For those wires that remain, start by ensuring they aren’t too long. Spools of wires that are too long add substantially to clutter and can be nearly impossible to tame. When shopping for a cable, measure the distance you’ll need it to run, and add a few feet to give you room in case you need to shuffle components, reconnect cables, redecorate or troubleshoot problems.
How do you know which cable goes to where? Tracking a cable from origin to destination isn’t always easy, but you can make things simpler by labeling cables on each end. Pre-printed and write-your-own adhesive labels that wrap around the ends of your cables are widely available. For example, you might label an HDMI cable “Blu-ray to TV” on each end and label power cables with the name of the component they lead to.
With your cables properly labeled, you’re ready to group them together. The basic strategy is to gather up all the wires heading to each component, and tie them together every few feet. Let logic guide which cables should be bound together and for what distance. Speaker wires, for example, are a natural choice for binding together until the left and right channels need to split apart in order to head to their destinations. There are plenty of inexpensive cable ties available—from simple plastic zip ties, to Velcro wraps, to special gadgets that can enclose the entire length of a bundle of cables in a flexible, tube-like wrapper.
One important guideline: Don’t bind power cables together with cables that carry an A/V signal, as electrical wires can create interference within some other cable types, distorting your audio or video signal.
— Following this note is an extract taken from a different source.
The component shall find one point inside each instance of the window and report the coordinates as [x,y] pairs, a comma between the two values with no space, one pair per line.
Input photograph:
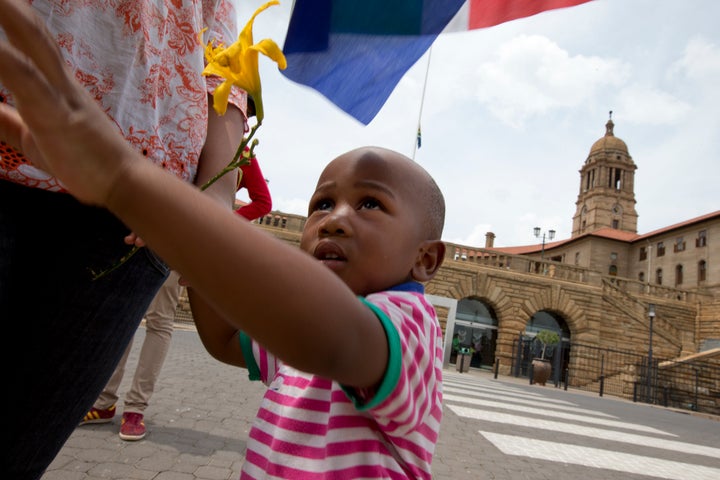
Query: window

The best way to keep cabling from cluttering up a room is to keep it out of sight. Running cables inside the walls requires some work, but the clean look may well be worth it. You don’t always have to drill holes in the wall to hide cables away, though. By running wires behind baseboards and moldings and inside door jambs you can sneak cables around a room, making them much less visible. Note that running wires under carpet is not recommended for safety reasons, as some types of cables are prone to overheating when over-insulated like this and may create a fire risk.
Don’t want to go behind the drywall (or can’t)? Even cheaper options are available that let you attach cables to the wall in a less visible way. Wire tacks let you pin cables along baseboards so they don’t come loose and encroach into the room, and you can use flat or paintable cables to conceal them even more. For components mounted high on the wall, like an HDTV, a device called a raceway can keep cables out of sight by concealing them behind a rectangular channel that attaches directly to the wall.